OpenStack DevOps

assure instance states are correct

Registered by Trey Morris on 2011-01-10

I'm wary of the way we take care of instance states currently. Instance states are only set or updated as the result of actions through the api. Suppose the state of an instance changes as a result of action taken outside the api (host goes down, host needs to be updated/rebooted, a hack, user shuts down the instance manually, etc). This information would never be updated and the database would have bad data. Additionally, from a service provider point of view, we should know when a customer's instance goes down before they send us an email regarding its state. A mechanism needs to be in place that ensures data stays up to date.

My proposition:
Compute nodes keep track of the state of their constituent instances. Every so often the compute node will request status from the hypervisor and compare the resulting states to what it has stored. If there is a conflict, it will pass this information to a state arbiter of some sort, possibly the api, which would then determine what needs to be done. If a supposed running instance isn't actually running, the said "arbiter" could either update the database to show this or attempt to start the instance to return it to the state it's supposed to be in (I'm not sure which makes more sense at this point).

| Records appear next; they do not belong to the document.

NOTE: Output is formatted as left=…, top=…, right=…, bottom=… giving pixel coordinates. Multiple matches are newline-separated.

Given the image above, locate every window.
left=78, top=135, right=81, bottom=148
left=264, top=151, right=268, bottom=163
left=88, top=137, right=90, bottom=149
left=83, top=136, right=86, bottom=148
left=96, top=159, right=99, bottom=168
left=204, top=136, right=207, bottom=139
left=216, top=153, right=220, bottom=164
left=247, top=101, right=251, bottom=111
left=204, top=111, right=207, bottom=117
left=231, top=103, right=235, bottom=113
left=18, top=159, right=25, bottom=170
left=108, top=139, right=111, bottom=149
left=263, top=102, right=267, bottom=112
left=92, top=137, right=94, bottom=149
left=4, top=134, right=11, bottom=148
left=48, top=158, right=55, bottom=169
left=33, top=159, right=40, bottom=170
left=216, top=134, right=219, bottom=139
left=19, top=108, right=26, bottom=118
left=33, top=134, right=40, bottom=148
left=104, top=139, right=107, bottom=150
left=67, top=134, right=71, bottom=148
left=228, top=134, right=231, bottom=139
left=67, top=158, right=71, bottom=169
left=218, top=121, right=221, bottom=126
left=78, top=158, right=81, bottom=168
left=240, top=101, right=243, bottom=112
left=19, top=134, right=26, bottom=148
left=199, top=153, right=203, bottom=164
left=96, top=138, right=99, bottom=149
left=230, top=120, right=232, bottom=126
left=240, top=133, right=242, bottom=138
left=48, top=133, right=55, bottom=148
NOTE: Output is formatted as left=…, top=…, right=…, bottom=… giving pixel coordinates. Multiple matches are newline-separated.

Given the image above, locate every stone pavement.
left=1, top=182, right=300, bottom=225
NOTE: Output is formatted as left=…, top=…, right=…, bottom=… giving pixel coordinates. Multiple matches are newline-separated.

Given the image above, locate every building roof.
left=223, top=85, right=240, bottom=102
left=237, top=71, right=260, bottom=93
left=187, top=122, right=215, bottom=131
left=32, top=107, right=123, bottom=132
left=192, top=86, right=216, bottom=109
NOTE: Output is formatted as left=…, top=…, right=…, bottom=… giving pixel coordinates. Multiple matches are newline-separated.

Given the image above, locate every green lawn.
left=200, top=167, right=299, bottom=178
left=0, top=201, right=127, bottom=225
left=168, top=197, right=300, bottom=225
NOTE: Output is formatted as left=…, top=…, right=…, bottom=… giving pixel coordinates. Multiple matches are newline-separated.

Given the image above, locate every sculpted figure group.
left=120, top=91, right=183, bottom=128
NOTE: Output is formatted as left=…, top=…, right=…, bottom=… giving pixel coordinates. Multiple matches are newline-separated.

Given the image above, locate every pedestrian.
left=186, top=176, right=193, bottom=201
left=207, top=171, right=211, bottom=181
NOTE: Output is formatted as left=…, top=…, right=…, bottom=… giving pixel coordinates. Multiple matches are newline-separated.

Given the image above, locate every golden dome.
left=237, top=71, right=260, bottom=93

For this to work hypervisors should not take any action unless action is specified by the compute node. For example, if a hypervisor host gets rebooted, when it boots it should not attempt to start any instances. This would be an action which was not specified by the compute node. In this case when the host reboots, the compute node would poll for status, find conflict and pass this information up to the arbiter. The arbiter would then handle the situation, either attempting to get instances back to their prior states or updating the database to show them as not running (again, whichever makes more sense). Maybe it makes sense to perform certain actions for certain states and different actions for others: a paused instance supposed to be running could be unpaused, but it may not make sense for stopped instance which is supposed to be paused to be started and then paused (or maybe it would).